I see little prospect of reaching conclusive results on these points. The theory that the Contention was written by Marlowe at all, or by any other reputable writer of blank verse, is allowable only on the assumption that there has been much contamination of the extant texts; and the inequality of style is more safely attributed to theatrical manipulation or careless transcribing and printing than to a fundamental division of authorship. The Cade scenes, as they appear in the Contention, are not unworthy of the young Shakespeare, but they bear no indelible stamp of his hand, and the wisest attitude toward them is perhaps that agnostically expressed by Mr. F. A. Marshall (Henry Irving Shakespeare): 'If Shakespeare's claim to have been part author of The Contention and The True Tragedy rests chiefly on the humours of Jack Cade and his company of rebels, we may feel ourselves at perfect liberty to believe that he had no share in them whatever.'

(b) That other writers than Shakespeare assisted in the revision of The First Part of the Contention and The True Tragedy into the Second and Third Parts of Henry VI has been often suggested, most recently by Dr. Else von Schaubert, who argues in a very elaborate dissertation[1] that Michael Drayton was author of considerable portions of both the Second and Third Parts. For this view, as well as for that which would make Marlowe himself Shakespeare's assistant in the revision, I see no sufficient evidence.

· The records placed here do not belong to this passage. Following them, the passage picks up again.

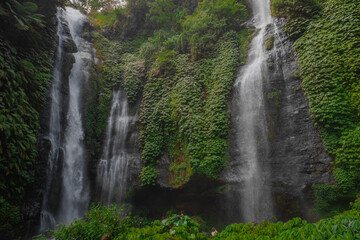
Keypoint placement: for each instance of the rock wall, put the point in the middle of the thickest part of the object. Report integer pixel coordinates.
(296, 155)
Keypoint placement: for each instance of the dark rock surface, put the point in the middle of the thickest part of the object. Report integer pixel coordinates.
(296, 156)
(32, 206)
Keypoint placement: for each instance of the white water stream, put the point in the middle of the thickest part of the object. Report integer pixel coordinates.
(251, 122)
(113, 167)
(71, 198)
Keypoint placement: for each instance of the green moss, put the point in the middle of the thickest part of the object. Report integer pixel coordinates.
(330, 68)
(275, 96)
(269, 43)
(101, 220)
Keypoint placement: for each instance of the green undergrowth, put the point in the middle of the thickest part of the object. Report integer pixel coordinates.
(25, 68)
(328, 55)
(183, 71)
(101, 221)
(115, 67)
(189, 74)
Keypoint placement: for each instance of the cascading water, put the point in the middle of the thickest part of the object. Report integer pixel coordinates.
(67, 158)
(47, 215)
(251, 122)
(113, 167)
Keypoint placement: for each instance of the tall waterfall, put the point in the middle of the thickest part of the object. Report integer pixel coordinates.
(113, 167)
(67, 191)
(251, 122)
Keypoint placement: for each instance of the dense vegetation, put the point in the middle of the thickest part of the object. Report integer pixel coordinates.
(328, 54)
(183, 69)
(25, 65)
(101, 222)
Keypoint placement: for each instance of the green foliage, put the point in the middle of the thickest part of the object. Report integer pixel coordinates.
(148, 175)
(21, 86)
(212, 18)
(9, 215)
(101, 220)
(22, 15)
(329, 60)
(165, 13)
(184, 107)
(269, 42)
(298, 13)
(104, 19)
(275, 96)
(344, 226)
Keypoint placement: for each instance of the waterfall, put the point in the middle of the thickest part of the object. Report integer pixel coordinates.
(113, 166)
(66, 195)
(251, 123)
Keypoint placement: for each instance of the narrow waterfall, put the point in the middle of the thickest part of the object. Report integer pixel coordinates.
(113, 167)
(47, 214)
(251, 122)
(67, 192)
(75, 195)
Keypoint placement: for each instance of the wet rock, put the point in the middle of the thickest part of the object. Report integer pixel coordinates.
(296, 156)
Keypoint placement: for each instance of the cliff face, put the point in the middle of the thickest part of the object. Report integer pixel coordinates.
(295, 157)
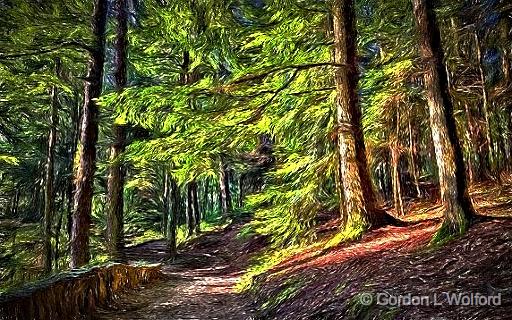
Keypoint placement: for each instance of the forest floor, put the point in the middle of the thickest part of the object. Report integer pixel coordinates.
(336, 283)
(199, 283)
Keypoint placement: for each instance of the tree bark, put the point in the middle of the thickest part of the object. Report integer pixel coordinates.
(49, 192)
(206, 195)
(88, 138)
(470, 136)
(172, 221)
(117, 173)
(413, 156)
(195, 206)
(241, 189)
(485, 104)
(225, 194)
(395, 162)
(458, 209)
(358, 193)
(75, 118)
(191, 222)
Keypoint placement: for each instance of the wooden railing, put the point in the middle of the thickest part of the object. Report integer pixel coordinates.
(74, 295)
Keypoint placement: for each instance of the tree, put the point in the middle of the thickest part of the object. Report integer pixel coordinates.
(116, 171)
(360, 211)
(49, 192)
(88, 138)
(458, 209)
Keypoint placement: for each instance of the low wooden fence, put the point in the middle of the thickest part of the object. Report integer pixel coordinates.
(76, 294)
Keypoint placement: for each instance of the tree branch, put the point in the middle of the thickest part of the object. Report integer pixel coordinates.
(66, 44)
(256, 77)
(257, 114)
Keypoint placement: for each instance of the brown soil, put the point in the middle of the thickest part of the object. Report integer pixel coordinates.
(397, 262)
(199, 284)
(323, 285)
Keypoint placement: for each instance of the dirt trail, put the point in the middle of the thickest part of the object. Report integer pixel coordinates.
(200, 283)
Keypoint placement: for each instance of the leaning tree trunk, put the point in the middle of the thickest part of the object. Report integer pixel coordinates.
(88, 138)
(49, 193)
(116, 176)
(458, 209)
(358, 194)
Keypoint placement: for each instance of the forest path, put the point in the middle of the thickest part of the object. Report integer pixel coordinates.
(199, 284)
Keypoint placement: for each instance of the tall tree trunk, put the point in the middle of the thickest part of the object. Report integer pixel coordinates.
(458, 209)
(166, 198)
(75, 136)
(358, 194)
(395, 163)
(88, 138)
(190, 209)
(485, 103)
(412, 156)
(56, 256)
(195, 206)
(49, 193)
(225, 194)
(172, 221)
(117, 173)
(241, 189)
(206, 209)
(470, 136)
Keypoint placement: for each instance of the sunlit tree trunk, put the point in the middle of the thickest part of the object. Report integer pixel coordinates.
(458, 209)
(395, 163)
(88, 138)
(70, 189)
(470, 137)
(190, 210)
(485, 105)
(195, 206)
(116, 176)
(49, 192)
(56, 255)
(225, 194)
(359, 198)
(206, 197)
(413, 151)
(172, 221)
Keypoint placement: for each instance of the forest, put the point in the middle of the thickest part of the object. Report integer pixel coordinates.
(255, 159)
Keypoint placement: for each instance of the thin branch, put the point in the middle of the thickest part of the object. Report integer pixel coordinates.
(256, 77)
(257, 114)
(299, 93)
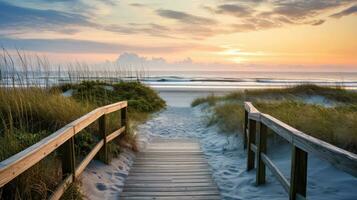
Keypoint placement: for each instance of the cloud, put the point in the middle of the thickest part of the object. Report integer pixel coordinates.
(134, 60)
(85, 46)
(318, 22)
(185, 17)
(13, 17)
(234, 9)
(137, 5)
(348, 11)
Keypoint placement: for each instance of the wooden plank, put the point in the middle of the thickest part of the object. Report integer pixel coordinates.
(298, 178)
(253, 147)
(245, 129)
(174, 173)
(86, 120)
(280, 177)
(211, 197)
(61, 188)
(88, 158)
(18, 163)
(171, 173)
(176, 194)
(163, 188)
(168, 177)
(171, 181)
(155, 170)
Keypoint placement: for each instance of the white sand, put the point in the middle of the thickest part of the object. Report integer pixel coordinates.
(101, 181)
(225, 155)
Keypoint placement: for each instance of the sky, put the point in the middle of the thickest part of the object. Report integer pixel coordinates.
(242, 35)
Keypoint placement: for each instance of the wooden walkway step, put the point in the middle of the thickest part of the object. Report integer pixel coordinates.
(170, 169)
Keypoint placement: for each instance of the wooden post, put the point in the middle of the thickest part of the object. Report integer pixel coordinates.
(251, 140)
(103, 153)
(298, 179)
(245, 129)
(124, 118)
(261, 148)
(68, 159)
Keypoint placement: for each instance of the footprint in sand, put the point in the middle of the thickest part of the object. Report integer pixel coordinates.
(101, 186)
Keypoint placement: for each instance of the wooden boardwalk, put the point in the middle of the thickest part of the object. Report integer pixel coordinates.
(170, 169)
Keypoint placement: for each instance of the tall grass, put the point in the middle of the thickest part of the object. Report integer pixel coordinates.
(32, 106)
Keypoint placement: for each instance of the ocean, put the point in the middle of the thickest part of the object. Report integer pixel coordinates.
(188, 80)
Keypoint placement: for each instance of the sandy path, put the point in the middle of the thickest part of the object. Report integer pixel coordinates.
(228, 160)
(226, 157)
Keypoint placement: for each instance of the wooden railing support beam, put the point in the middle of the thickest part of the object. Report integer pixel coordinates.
(251, 140)
(245, 129)
(68, 159)
(124, 118)
(298, 179)
(261, 148)
(103, 153)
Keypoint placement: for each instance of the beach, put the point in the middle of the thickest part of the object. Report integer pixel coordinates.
(227, 158)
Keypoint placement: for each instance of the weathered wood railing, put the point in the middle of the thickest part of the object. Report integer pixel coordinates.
(64, 138)
(255, 140)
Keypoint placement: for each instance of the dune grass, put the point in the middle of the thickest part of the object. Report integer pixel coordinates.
(29, 114)
(336, 125)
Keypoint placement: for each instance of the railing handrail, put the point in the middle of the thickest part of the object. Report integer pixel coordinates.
(302, 143)
(18, 163)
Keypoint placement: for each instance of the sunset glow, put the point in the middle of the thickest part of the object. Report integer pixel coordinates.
(317, 35)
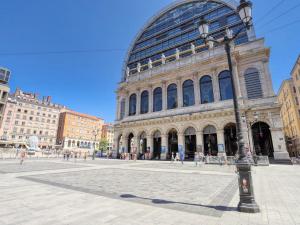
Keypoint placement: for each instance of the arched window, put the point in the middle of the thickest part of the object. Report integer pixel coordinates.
(157, 99)
(188, 93)
(206, 90)
(225, 85)
(122, 109)
(144, 102)
(253, 84)
(172, 96)
(132, 105)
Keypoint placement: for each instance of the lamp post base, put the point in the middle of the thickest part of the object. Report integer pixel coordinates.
(248, 207)
(247, 202)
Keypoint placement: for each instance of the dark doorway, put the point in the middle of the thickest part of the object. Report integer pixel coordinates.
(143, 144)
(230, 139)
(190, 143)
(130, 137)
(156, 148)
(210, 141)
(262, 139)
(172, 143)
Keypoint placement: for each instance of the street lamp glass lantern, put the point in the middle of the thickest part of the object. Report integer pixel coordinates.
(245, 11)
(203, 28)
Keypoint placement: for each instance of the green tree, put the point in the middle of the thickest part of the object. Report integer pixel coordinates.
(103, 145)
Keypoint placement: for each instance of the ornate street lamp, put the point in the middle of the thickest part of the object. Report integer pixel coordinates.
(247, 201)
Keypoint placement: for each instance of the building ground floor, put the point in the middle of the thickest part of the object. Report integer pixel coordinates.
(212, 133)
(79, 144)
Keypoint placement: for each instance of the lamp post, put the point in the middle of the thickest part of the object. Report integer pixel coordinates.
(96, 132)
(247, 202)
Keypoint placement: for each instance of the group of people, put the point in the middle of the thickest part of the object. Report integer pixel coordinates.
(70, 154)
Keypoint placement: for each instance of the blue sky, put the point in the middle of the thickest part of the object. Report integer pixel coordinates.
(86, 81)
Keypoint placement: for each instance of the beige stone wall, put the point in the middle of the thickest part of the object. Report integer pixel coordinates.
(218, 114)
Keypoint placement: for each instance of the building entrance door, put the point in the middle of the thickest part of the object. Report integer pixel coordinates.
(210, 141)
(156, 148)
(172, 143)
(190, 143)
(262, 139)
(231, 146)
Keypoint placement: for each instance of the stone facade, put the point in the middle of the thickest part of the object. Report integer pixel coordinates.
(26, 115)
(108, 134)
(78, 131)
(4, 91)
(289, 96)
(200, 124)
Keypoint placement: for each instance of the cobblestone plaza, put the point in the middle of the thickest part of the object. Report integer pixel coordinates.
(128, 192)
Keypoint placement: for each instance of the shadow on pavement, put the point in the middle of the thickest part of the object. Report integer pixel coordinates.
(161, 202)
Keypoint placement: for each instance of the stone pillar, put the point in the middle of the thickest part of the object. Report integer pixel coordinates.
(164, 147)
(164, 96)
(221, 141)
(181, 142)
(199, 141)
(266, 80)
(196, 90)
(118, 108)
(127, 105)
(216, 87)
(138, 102)
(150, 145)
(179, 93)
(236, 80)
(280, 150)
(125, 144)
(150, 91)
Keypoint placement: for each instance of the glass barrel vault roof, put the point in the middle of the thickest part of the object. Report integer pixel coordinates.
(177, 28)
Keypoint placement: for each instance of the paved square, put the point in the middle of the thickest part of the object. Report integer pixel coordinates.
(114, 192)
(30, 165)
(201, 194)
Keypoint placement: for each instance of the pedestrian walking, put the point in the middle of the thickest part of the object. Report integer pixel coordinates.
(23, 155)
(197, 158)
(172, 157)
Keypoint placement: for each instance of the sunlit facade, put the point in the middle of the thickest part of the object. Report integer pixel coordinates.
(176, 92)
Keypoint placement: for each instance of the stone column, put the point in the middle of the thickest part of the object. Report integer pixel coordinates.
(280, 150)
(116, 146)
(118, 108)
(138, 102)
(199, 141)
(150, 145)
(181, 142)
(125, 144)
(150, 99)
(236, 80)
(127, 105)
(164, 96)
(196, 90)
(266, 81)
(164, 147)
(216, 87)
(179, 93)
(221, 141)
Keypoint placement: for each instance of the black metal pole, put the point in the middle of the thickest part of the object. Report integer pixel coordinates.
(247, 201)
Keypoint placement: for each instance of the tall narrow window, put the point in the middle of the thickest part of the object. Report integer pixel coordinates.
(144, 102)
(157, 99)
(206, 90)
(253, 84)
(122, 110)
(132, 105)
(225, 85)
(172, 96)
(188, 93)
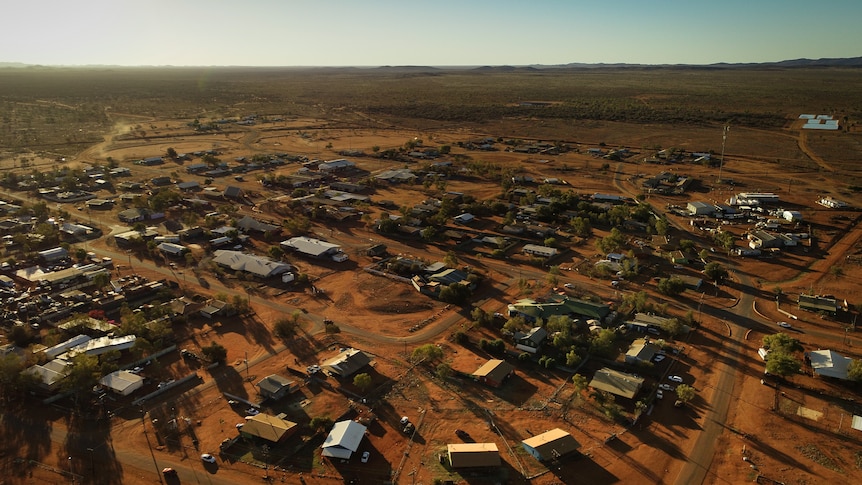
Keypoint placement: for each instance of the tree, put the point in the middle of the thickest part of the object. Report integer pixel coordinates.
(685, 393)
(715, 271)
(854, 370)
(215, 353)
(782, 364)
(362, 381)
(321, 422)
(427, 352)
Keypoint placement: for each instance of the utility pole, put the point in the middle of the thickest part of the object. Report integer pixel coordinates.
(723, 142)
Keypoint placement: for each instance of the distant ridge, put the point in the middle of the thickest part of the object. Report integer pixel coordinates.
(847, 62)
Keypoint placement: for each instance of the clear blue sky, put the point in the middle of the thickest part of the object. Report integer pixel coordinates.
(420, 32)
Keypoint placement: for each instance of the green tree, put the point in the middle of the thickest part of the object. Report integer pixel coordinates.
(715, 271)
(427, 353)
(362, 381)
(854, 370)
(685, 393)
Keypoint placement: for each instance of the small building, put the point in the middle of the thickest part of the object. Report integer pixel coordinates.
(617, 383)
(818, 304)
(828, 363)
(122, 382)
(275, 386)
(473, 455)
(532, 340)
(494, 372)
(541, 251)
(346, 363)
(641, 350)
(267, 427)
(550, 445)
(343, 440)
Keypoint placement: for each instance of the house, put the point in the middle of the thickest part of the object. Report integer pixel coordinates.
(533, 310)
(828, 363)
(532, 340)
(617, 383)
(494, 372)
(541, 251)
(275, 387)
(346, 363)
(641, 350)
(122, 382)
(259, 266)
(818, 304)
(464, 218)
(550, 445)
(473, 455)
(267, 427)
(343, 440)
(314, 248)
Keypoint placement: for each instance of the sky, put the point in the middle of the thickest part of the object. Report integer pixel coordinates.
(428, 33)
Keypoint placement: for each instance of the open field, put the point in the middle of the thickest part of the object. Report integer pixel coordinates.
(794, 433)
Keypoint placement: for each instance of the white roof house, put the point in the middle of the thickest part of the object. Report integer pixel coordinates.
(343, 440)
(256, 265)
(314, 248)
(829, 363)
(122, 382)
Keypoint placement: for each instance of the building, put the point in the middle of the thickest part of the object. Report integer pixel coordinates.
(541, 251)
(314, 248)
(275, 387)
(828, 363)
(818, 304)
(641, 350)
(617, 383)
(346, 363)
(532, 340)
(550, 445)
(343, 440)
(494, 372)
(473, 455)
(267, 427)
(122, 382)
(259, 266)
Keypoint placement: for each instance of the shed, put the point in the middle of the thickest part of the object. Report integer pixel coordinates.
(343, 440)
(494, 372)
(550, 445)
(473, 455)
(122, 382)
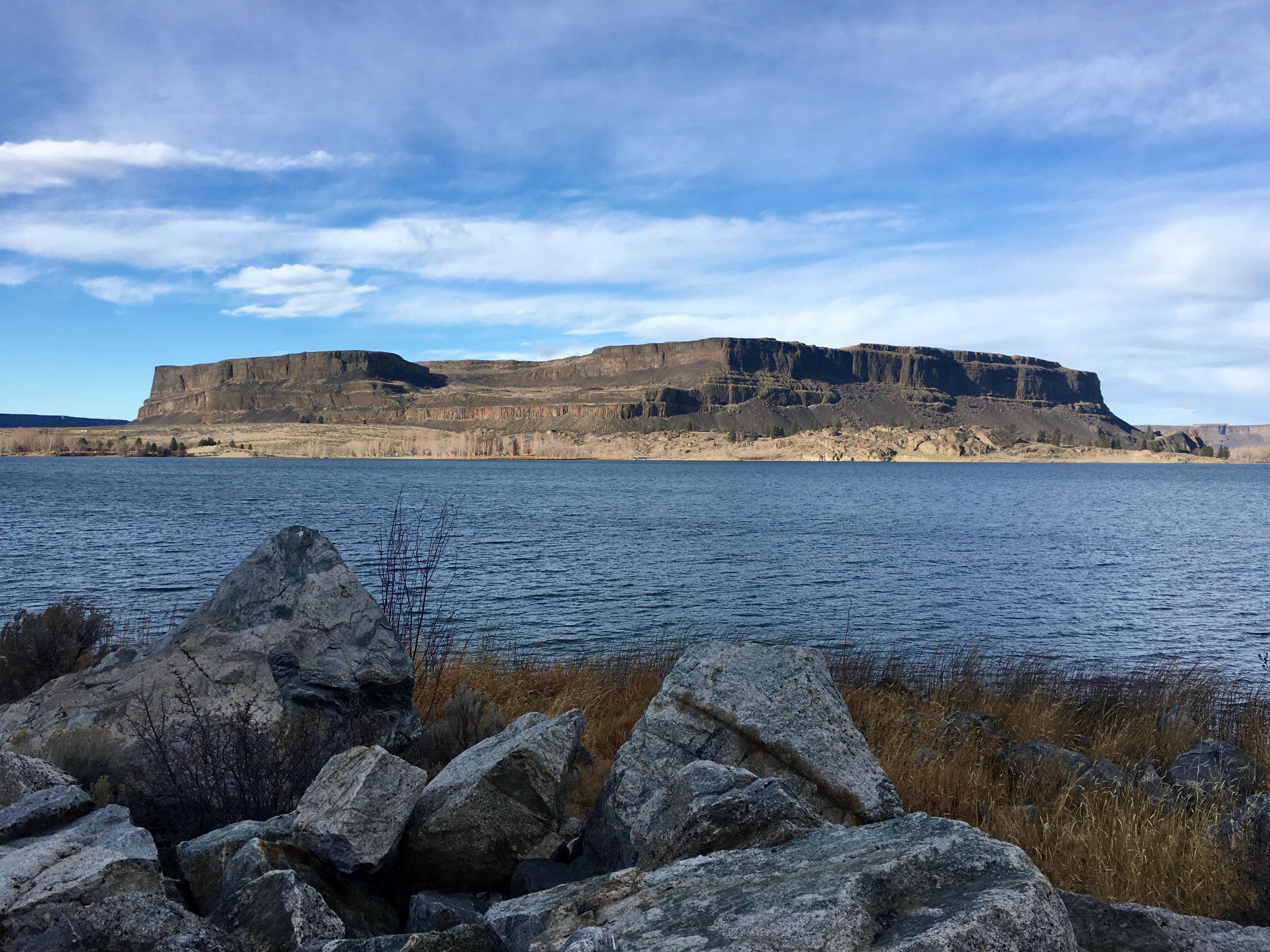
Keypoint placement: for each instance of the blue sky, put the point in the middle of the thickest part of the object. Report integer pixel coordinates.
(1088, 183)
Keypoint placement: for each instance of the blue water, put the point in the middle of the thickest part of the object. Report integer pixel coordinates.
(1075, 560)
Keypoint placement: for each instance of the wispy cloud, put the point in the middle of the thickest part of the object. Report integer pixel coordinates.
(30, 167)
(308, 291)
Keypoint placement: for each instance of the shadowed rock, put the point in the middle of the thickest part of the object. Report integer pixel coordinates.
(98, 856)
(22, 775)
(44, 810)
(279, 913)
(355, 812)
(495, 805)
(291, 627)
(708, 807)
(773, 711)
(918, 883)
(138, 922)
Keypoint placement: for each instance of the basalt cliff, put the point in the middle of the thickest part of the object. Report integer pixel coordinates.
(714, 384)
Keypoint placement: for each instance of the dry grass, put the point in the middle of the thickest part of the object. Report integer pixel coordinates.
(1118, 847)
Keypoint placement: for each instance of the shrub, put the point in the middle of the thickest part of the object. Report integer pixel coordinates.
(38, 647)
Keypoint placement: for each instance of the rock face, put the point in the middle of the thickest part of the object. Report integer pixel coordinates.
(1101, 927)
(291, 627)
(708, 807)
(98, 856)
(277, 913)
(136, 922)
(355, 812)
(918, 883)
(1215, 767)
(773, 711)
(44, 810)
(721, 382)
(495, 805)
(21, 775)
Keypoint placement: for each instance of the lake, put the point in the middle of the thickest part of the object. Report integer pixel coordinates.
(1101, 562)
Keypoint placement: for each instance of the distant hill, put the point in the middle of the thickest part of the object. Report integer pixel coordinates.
(44, 421)
(716, 384)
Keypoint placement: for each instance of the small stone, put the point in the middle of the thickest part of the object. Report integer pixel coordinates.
(356, 809)
(44, 810)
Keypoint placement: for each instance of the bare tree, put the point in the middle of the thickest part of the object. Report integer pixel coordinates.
(416, 589)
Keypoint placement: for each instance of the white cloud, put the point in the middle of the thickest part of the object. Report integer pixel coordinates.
(309, 291)
(125, 291)
(30, 167)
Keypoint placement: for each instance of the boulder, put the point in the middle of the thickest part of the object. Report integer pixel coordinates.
(435, 912)
(495, 805)
(44, 810)
(707, 807)
(959, 727)
(361, 903)
(355, 812)
(22, 775)
(773, 711)
(136, 922)
(918, 883)
(1034, 756)
(94, 857)
(1101, 927)
(279, 913)
(1215, 767)
(291, 627)
(203, 860)
(461, 938)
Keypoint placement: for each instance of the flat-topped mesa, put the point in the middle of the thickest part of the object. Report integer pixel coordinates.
(340, 384)
(719, 382)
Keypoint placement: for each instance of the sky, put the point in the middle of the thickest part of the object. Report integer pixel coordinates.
(1083, 182)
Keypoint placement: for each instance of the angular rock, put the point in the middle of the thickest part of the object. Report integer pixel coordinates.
(773, 711)
(98, 856)
(291, 627)
(204, 860)
(916, 883)
(136, 922)
(707, 807)
(355, 812)
(279, 913)
(363, 904)
(591, 938)
(22, 775)
(461, 938)
(495, 805)
(1034, 756)
(44, 810)
(959, 727)
(1101, 927)
(435, 912)
(1215, 767)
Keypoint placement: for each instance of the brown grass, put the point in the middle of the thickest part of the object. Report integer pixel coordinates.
(1116, 846)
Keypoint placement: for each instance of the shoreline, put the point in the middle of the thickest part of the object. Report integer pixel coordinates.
(408, 442)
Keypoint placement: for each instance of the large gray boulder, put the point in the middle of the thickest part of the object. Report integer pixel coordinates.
(291, 627)
(773, 711)
(98, 856)
(22, 775)
(1215, 767)
(355, 812)
(136, 922)
(279, 913)
(918, 883)
(707, 807)
(495, 805)
(203, 860)
(44, 810)
(1101, 927)
(360, 903)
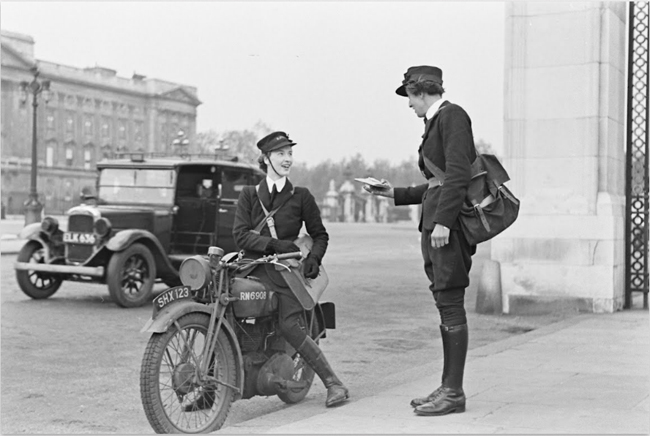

Whether Shakespeare's revision, as printed in the Folio of 1623, represents the work as completed by him in 1592, or whether it is the result of a series of recastings, is hard to say. It is natural to assume that the text may have been subjected to some alteration as

  1. Draytons Anteil an 'Heinrich VI,' 2 u. 3. Teil, Neue Anglistische Arbeiten, 1920. (The author accepts the old theory that the Contention and True Tragedy are not earlier plays, but pirated versions of the Shakespearean plays.)